Un síntoma más de un deterioro que el personal sanitario lleva años señalando
Las organizaciones profesionales y sindicales han advertido, de forma reiterada, de que existían señales de estrés asistencial en Torrejón y en otros hospitales de gestión externalizada. Y en paralelo, los grandes hospitales públicos han asumido un volumen creciente de derivaciones sin que se reconozca de manera explícita la sobrecarga que esto supone.
La denuncia reciente de UGT Madrid –que advertía de que la sanidad pública “se está dejando caer” para abrir espacio al negocio sanitario privado– adquiere una nueva dimensión tras la revelación del audio. Es una frase dura, incómoda, pero hoy difícil de descartar sin más. La política sanitaria madrileña ha hecho de la externalización una seña de identidad, y con ello ha asumido que la atención médica coexista con criterios de rentabilidad. Pero el límite se ha difuminado demasiado.

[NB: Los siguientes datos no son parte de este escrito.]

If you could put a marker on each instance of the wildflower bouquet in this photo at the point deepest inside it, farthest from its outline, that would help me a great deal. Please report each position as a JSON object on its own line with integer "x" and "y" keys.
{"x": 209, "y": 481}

Nada de esto ocurre en el vacío. Los hospitales madrileños han vivido el mayor incremento de presión asistencial de los últimos quince años, y es ahí donde se mide la fortaleza de un modelo. La ciudadanía percibe el deterioro en tiempos de espera, en la dificultad para acceder a un especialista, en la intermitencia de servicios básicos en Atención Primaria. La gestión sanitaria no se mide solo en auditorías; se mide en confianza social, un capital que en Madrid se erosiona con cada episodio similar al de Torrejón.
La crisis llega en un momento especialmente delicado para la presidenta Díaz Ayuso. La estrategia de confrontación permanente con el Gobierno central ha desviado durante meses la atención del debate interno sobre la gestión sanitaria. Pero el caso Torrejón no admite esa salida. No es un conflicto con el Ejecutivo estatal; es un problema de supervisión y responsabilidad directo de la Comunidad de Madrid.
Tanto PSOE-M como Más Madrid han anunciado acciones legales, no por tacticismo político, sino porque consideran que el audio demuestra la existencia de decisiones contrarias al interés público. Se abre así un escenario inédito: por primera vez en esta legislatura, la oposición tiene un caso concreto, documentado, que golpea el corazón del modelo sanitario madrileño. El Gobierno regional insiste en que “no tolerará prácticas que perjudiquen el acceso a la asistencia”, pero la contundencia de la reacción no borra la pregunta principal: ¿cómo ha podido ocurrir y durante cuánto tiempo se aplicaron estos criterios? La Consejería habla de actuar “de inmediato”. El problema es que la ciudadanía pregunta por antes del inmediato.
La externalización sanitaria se defendió, en su origen, como una herramienta de eficiencia. Pero la entrevista al CEO revela la otra cara: cuando la eficiencia se mide por EBITDA, los incentivos dejan de alinearse con el mandato principal de un hospital público. El caso Torrejón abre una grieta que el Gobierno madrileño tendrá difícil cerrar solo con auditorías. La crisis evidencia la fragilidad de un sistema que ha delegado funciones esenciales sin garantizar un control efectivo y que hoy se ve obligado a reaccionar a hechos consumados y no a prevenirlos. Madrid afronta así una discusión de fondo que lleva pendiente más de una década: ¿puede un servicio que sostiene derechos esenciales operar bajo lógicas que, en ocasiones, compiten con dichos derechos? La crisis de Torrejón responde sin rodeos.